月光落在她那张带着面具的脸上,落在眉心那道幽蓝的疤痕上。
“比如现在,”他说,“能陪你坐着,就陪你坐着。”
简素心看着他。
看着他那双暗黄色的眼睛里,难得出现的一丝柔和。
她忽然笑了。
那是一个很淡、很淡的笑,淡到几乎看不出来。
但刘大柱看见了。
“刘大柱。”她说。
“嗯?”
“你死后,我会记得你。”
刘大柱沉默了很久。
久到月亮从云层后完全露出,将整个后院照得亮如白昼。
“够了。”他说。
——
祠堂正殿。
唐婉蹲在角落里,抱着膝盖,一言不发。
阿月走过去,在她旁边坐下。
“怎么了?”
唐婉摇摇头,没有说话。
阿月没有追问。
她只是静静坐着,陪着她。
良久。
唐婉终于开口,声音闷闷的:
“阿月姐,我怕。
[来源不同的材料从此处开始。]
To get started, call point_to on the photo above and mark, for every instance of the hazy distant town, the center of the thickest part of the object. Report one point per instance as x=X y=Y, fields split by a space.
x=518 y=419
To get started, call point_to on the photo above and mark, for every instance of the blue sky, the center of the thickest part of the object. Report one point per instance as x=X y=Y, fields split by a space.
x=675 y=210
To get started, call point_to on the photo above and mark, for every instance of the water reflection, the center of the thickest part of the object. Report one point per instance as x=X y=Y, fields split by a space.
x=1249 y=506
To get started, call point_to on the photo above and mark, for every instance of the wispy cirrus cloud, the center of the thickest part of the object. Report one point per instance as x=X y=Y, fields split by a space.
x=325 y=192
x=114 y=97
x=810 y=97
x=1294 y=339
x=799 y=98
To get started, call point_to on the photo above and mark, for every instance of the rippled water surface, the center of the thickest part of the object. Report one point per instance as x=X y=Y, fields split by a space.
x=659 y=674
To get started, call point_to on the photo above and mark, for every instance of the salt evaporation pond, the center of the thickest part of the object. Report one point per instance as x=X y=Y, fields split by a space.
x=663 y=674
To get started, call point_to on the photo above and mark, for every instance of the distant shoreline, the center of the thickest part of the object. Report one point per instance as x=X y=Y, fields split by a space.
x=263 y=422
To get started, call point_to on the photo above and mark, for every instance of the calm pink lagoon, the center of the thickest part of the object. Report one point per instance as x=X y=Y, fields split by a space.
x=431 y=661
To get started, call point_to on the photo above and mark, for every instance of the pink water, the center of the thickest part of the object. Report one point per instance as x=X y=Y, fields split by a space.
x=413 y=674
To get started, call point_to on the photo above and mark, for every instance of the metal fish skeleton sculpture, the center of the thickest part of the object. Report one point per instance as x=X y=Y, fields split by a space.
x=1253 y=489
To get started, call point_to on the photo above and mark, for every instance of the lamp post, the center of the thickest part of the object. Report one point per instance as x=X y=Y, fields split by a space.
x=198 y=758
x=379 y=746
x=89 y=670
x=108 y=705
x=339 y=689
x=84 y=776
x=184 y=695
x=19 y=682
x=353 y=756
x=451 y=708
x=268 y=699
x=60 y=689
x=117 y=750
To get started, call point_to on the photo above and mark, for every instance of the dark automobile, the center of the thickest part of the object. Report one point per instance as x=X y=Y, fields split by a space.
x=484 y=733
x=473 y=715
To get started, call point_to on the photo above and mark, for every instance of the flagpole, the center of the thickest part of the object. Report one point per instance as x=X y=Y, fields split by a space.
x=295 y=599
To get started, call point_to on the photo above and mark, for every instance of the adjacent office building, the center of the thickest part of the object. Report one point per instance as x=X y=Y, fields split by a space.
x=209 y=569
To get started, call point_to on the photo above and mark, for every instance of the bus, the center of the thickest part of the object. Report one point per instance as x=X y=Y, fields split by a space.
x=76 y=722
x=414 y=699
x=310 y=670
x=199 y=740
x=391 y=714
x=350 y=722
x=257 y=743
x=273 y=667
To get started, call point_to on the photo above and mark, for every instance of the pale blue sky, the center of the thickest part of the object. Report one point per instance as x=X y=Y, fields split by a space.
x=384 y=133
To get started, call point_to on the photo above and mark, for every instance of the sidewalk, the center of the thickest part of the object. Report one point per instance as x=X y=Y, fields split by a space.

”
阿月没有说话。
唐婉继续道:
“我怕林浩哥去东海回不来。我怕那个老头是骗子。我怕研究会设陷阱。我怕……”
她顿了顿,声音更小了:
“我怕你们走了,就再也不回来了。”
阿月沉默片刻。
然后她伸出手,轻轻揉了揉唐婉的脑袋。
“会回来的。”
唐婉抬起头,眼眶红红的。
“真的?”
阿月看着她。
月光从窗棂洒进来,落在两人身上。
“真的。”阿月说,“我答应你。”
唐婉怔怔地看着她。
然后她忽然扑过去,紧紧抱住阿月。
阿月微微一怔。
随即,她嘴角扬起一个极淡的弧度,抬手,轻轻环住她。
——
夜深。
林浩独自站在后院那棵老槐树下。
掌心,圣族火种中的眼睛,微微睁开。
那朵火焰,比之前又亮了一些。
他知道,这是那个老人在催他。
催他快一点。
因为时间不多了。
身后传来脚步声。
阿月走到他身边,与他并肩站着。
“想好了?”
林浩点点头。
“想好了。”
“什么时候走?”
“明天。”
阿月没有说话。
她只是伸出手,握住了他的手。
林浩低头,看着她的手。
那双手,曾经握过玉剑,杀过无数敌人。曾经在戈壁滩上撑着他站起来,曾经在祠堂里陪着他度过无数个不眠之夜。
现在,它们握着他的手。
很凉。
却很稳。
“阿月。”林浩忽然开口。
“嗯?”
林浩沉默很久。
久到月亮从树梢后移到中天,将整座后院照得没有一丝阴影。